And I could, given the chance, discourse with gay despair
concerning the miserable wreck that I should be on the morrow in
consequence of this high living. I asked them how I could be
expected, in such a state, to judge delicate points of expertise
in earthenware. I gave them a brief sketch of my customary
evening, and left them to compare it with that evening. The doctor
perceived that I was serious. He gazed at me with pity, as if to
say: 'Poor frail southern organism! It ought to be in bed, with
nothing inside it but tea!' What he did actually say was: 'You
come round to my place, I'll soon put you right!' 'Can you stop me
from having a headache tomorrow?' I eagerly asked. 'I think so,'
he said with calm northern confidence.

At some later hour Mr Brindley and I 'went round'. Mr Colclough
would not come. He bade me good-bye, as his wife had done, with
the most extraordinary kindness, the most genuine sorrow at
quitting me, the most genuine pleasure in the hope of seeing me
again.

'There are three thousand books in this room!' I said to myself,
as I stood in the doctor's electrically lit library.

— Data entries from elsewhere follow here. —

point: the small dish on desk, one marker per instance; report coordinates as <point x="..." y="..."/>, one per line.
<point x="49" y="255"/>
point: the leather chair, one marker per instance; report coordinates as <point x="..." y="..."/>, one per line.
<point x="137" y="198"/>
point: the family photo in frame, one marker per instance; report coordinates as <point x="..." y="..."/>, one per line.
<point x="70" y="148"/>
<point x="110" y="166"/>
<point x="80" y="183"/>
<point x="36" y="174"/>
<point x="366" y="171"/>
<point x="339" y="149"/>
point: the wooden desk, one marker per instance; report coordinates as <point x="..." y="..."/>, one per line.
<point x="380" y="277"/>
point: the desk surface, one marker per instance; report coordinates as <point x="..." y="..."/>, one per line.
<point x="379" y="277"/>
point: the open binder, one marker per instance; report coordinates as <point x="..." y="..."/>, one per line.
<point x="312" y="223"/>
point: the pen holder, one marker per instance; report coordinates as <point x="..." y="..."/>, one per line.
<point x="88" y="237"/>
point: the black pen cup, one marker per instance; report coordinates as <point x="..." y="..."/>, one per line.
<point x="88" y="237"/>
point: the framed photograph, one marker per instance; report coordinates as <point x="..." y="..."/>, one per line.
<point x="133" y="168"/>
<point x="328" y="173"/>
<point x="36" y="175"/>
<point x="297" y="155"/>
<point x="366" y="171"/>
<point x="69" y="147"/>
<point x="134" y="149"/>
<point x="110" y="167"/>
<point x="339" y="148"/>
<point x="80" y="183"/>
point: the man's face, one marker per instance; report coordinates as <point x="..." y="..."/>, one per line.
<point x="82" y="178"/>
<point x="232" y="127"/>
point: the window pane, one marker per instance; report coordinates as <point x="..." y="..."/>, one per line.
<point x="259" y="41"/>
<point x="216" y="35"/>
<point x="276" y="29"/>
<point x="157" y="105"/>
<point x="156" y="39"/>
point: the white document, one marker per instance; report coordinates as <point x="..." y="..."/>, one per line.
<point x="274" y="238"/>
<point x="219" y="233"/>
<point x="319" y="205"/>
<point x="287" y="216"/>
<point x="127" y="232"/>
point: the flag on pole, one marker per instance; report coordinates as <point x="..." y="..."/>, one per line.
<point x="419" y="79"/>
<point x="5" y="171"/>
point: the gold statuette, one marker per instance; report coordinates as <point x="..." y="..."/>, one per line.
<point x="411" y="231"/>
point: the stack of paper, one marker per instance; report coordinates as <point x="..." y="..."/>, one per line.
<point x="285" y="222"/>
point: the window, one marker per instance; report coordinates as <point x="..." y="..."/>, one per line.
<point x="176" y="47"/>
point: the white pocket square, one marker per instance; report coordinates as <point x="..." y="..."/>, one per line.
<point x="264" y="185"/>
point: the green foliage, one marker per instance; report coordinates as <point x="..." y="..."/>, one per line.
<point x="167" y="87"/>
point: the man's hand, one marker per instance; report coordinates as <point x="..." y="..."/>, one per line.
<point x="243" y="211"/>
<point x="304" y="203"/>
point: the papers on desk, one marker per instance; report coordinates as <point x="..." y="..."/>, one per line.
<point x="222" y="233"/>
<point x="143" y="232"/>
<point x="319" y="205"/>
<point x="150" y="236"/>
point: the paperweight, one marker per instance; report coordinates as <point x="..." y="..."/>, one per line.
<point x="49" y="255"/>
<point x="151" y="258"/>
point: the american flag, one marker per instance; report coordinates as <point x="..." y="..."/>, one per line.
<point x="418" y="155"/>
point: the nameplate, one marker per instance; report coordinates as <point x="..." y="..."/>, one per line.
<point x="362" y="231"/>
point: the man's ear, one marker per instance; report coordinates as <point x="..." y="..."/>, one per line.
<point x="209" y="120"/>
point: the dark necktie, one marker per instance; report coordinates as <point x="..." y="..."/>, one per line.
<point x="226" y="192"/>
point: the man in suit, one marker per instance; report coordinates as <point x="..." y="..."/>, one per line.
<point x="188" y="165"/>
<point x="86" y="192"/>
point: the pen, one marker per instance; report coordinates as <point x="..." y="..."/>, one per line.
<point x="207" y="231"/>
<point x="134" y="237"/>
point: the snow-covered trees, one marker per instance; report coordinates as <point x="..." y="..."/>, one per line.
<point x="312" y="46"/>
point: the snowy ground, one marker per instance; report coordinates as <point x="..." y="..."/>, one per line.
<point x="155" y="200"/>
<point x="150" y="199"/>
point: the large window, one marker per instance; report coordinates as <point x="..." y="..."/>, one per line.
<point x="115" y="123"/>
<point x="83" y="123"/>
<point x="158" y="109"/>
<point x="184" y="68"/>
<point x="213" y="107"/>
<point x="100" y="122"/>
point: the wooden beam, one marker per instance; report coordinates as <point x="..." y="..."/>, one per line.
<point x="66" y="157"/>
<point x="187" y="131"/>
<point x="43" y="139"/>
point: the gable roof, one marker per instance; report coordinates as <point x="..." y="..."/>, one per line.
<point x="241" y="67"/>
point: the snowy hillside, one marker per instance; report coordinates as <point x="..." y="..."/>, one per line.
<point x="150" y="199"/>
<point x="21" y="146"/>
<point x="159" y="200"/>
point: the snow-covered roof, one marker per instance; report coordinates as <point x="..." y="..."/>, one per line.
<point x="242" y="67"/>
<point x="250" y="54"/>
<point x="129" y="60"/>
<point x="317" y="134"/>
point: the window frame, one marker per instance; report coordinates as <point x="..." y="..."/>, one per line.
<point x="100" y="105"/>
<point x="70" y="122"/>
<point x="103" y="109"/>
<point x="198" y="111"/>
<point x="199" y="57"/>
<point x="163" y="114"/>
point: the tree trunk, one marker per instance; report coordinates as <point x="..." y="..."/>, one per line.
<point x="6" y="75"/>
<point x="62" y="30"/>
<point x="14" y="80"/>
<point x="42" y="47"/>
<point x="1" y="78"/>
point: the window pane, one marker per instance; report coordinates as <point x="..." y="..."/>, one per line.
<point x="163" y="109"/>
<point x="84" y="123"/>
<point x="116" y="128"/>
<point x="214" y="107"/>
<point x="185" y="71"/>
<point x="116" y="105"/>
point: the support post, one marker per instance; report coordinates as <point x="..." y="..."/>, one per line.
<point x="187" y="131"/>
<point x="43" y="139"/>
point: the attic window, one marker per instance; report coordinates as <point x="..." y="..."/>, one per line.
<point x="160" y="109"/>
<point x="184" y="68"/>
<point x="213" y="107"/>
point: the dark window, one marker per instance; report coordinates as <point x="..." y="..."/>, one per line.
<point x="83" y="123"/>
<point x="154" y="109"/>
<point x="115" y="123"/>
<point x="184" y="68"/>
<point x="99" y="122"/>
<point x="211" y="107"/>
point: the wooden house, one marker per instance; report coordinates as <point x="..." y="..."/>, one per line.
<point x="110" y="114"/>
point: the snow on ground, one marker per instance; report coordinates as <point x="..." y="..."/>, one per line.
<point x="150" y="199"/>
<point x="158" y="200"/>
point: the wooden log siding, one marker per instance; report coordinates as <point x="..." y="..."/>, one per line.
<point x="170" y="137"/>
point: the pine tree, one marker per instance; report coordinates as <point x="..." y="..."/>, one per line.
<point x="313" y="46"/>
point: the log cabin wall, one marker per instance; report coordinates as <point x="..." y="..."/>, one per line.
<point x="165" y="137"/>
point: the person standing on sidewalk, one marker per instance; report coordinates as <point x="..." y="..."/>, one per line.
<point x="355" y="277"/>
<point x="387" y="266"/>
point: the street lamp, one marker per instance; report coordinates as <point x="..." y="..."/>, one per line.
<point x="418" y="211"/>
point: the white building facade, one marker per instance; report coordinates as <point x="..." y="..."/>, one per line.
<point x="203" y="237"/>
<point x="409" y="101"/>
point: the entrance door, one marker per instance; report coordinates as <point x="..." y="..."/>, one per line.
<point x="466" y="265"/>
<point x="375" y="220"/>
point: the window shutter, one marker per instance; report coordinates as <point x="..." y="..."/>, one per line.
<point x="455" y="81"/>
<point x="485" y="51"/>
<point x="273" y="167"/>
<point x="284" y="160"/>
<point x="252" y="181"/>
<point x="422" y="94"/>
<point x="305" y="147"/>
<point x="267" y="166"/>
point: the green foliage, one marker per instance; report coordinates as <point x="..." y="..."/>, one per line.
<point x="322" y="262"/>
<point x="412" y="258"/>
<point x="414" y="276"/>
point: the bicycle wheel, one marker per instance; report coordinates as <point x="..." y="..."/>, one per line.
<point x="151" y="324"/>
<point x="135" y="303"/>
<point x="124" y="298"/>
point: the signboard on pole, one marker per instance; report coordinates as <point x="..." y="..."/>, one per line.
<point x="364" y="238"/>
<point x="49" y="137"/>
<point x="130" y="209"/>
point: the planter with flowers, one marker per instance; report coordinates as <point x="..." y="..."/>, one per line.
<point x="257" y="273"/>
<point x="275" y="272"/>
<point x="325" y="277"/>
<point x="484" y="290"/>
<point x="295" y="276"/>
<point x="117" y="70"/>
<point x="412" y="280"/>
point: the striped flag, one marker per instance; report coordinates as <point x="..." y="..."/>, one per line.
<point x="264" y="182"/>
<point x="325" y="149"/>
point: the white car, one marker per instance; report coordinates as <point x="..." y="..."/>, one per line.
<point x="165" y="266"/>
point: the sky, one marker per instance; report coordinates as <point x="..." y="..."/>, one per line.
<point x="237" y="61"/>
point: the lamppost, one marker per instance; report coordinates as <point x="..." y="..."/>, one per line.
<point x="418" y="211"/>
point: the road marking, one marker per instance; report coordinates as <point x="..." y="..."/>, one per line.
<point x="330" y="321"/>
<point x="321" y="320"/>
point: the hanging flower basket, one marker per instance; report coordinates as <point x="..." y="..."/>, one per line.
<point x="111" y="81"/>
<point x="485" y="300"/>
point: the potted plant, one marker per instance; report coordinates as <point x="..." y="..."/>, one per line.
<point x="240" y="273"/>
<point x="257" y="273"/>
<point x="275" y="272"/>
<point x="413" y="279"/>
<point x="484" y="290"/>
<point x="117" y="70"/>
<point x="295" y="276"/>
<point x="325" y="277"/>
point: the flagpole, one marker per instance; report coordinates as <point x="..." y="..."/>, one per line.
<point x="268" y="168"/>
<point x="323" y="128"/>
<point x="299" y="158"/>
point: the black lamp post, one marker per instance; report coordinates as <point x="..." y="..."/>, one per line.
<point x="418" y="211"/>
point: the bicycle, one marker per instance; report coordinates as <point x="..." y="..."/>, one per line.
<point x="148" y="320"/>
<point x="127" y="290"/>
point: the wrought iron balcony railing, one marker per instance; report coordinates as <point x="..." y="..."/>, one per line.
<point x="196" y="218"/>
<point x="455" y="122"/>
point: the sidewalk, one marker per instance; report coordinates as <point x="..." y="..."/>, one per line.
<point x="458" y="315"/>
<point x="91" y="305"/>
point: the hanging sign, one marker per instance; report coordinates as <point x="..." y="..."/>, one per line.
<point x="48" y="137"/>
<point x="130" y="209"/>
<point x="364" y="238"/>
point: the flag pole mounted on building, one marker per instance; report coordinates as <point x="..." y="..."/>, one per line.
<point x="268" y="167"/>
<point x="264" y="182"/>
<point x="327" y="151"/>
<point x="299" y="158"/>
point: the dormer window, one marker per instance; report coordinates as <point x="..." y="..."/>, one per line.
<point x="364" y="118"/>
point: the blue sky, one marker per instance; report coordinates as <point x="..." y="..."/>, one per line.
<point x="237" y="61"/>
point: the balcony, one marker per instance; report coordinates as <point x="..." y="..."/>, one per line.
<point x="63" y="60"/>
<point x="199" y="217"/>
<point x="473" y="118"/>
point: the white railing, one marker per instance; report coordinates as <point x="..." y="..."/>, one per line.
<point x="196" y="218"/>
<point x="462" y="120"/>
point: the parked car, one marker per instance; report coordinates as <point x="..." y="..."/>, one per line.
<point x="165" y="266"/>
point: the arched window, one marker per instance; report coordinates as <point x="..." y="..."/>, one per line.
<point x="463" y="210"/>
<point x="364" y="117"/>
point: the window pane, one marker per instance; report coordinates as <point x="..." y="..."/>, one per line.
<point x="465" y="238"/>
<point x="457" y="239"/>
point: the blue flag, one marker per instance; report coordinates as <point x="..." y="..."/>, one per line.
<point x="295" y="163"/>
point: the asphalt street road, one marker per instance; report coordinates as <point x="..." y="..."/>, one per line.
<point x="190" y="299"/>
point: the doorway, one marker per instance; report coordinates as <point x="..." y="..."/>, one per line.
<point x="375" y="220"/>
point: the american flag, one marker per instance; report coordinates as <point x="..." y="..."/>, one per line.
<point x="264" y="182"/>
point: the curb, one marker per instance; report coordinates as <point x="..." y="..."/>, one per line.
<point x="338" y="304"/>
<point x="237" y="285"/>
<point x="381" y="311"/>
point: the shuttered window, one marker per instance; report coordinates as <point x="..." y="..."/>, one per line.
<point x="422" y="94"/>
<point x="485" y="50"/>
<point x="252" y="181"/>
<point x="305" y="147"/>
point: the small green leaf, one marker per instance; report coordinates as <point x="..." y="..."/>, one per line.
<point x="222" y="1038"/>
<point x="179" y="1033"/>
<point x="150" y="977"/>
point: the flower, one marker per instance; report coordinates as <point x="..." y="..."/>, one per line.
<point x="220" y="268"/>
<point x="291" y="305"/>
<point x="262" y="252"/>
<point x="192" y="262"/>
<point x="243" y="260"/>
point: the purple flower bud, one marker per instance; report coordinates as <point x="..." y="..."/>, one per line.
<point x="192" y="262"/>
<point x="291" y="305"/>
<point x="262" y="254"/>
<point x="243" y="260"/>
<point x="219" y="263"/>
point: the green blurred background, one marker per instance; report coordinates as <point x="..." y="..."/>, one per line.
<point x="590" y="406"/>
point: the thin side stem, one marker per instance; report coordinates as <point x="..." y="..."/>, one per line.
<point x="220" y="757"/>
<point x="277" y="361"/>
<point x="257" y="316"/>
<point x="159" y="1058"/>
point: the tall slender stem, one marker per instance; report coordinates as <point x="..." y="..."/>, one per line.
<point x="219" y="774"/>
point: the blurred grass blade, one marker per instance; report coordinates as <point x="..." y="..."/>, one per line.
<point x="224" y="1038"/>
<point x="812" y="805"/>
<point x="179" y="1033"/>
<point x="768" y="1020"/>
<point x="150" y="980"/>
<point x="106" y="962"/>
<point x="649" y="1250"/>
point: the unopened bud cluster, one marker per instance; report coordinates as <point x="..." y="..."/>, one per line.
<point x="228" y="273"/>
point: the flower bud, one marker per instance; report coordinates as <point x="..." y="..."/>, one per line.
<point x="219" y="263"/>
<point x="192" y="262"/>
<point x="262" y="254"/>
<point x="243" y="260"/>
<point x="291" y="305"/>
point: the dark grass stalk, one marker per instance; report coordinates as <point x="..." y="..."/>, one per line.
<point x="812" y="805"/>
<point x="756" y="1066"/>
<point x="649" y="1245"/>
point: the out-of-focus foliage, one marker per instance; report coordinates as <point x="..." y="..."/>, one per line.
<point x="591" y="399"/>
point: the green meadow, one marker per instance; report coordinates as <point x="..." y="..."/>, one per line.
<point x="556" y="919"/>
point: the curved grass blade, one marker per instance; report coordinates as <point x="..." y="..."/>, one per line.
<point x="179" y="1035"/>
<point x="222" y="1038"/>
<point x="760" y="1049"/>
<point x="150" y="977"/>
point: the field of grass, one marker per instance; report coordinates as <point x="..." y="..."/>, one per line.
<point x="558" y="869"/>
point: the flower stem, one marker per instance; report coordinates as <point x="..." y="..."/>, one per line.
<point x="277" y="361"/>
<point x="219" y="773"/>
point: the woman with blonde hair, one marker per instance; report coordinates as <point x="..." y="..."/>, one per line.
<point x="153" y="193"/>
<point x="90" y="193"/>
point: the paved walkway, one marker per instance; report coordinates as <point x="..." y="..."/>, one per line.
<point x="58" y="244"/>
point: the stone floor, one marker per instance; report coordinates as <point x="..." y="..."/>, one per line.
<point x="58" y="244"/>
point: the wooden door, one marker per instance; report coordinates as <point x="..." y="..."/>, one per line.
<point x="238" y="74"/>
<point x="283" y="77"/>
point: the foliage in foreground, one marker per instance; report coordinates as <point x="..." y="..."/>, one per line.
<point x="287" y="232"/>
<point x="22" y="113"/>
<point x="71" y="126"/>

'What price this for a dog?' Mr Brindley drew my attention to an
aristocratic fox-terrier that lay on the hearth. 'Well, Titus! Is
it sleepy? Well, well! How many firsts has he won, doctor?'

'Six,' said the doctor. 'I'll just fix you up, to begin with,' he
turned to me.

After I had been duly fixed up ('This'll help you to sleep, and
THIS'll placate your "god",' said the doctor), I saw to my intense
surprise that another 'evening' was to be instantly superimposed
on the 'evening' at Mr Colclough's. The doctor and Mr Brindley
carefully and deliberately lighted long cigars, and sank deeply
into immense arm-chairs; and so I imitated them as well as I could
in my feeble southern way. We talked books. We just simply
enumerated books without end, praising or damning them, and
arranged authors in neat pews, like cattle in classes at an
agricultural show. No pastime is more agreeable to people who have
the book disease, and none more quickly fleets the hours, and none
is more delightfully futile.

Ages elapsed, and suddenly, like a gun discharging, Mr Brindley
said--

'We must go!'

Of all things that happened this was the most astonishing.

We did go.

'By the way, doc.,' said Mr Brindley, in the doctor's wide porch,
'I forgot to tell you that Simon Fuge is dead.'

'Is he?' said the doctor.

'Yes. You've got a couple of his etchings, haven't you?'

'No,' said the doctor. 'I had. But I sold them several months
ago.'

'Oh!' said Mr Brindley negligently; 'I didn't know. Well, so
long!'

We had a few hundred yards to walk down the silent, wide street,
where the gas-lamps were burning with the strange, endless
patience that gas-lamps have. The stillness of a provincial town
at night is quite different from that of London; we might have
been the only persons alive in England.

Except for a feeling of unreality, a feeling that the natural
order of things had been disturbed by some necromancer, I was
perfectly well the same morning at breakfast, as the doctor had
predicted I should be. When I expressed to Mr Brindley my
stupefaction at this happy sequel, he showed a polite but careless
inability to follow my line of thought. It appeared that he was
always well at breakfast, even when he did stay up 'a little later
than usual'. It appeared further that he always breakfasted at a
quarter to nine, and read the Manchester Guardian during the meal,
to which his wife did or did not descend--according to the moods
of the nursery; and that he reached his office at a quarter to
ten. That morning the mood of the nursery was apparently
unpropitious. He and I were alone. I begged him not to pretermit
his GUARDIAN, but to examine it and give me the news. He agreed,
scarcely unwilling.

'There's a paragraph in the London correspondence about Fuge,' he
announced from behind the paper.

'What do they say about him?'

'Nothing particular.'

'Now I want to ask you something,' I said.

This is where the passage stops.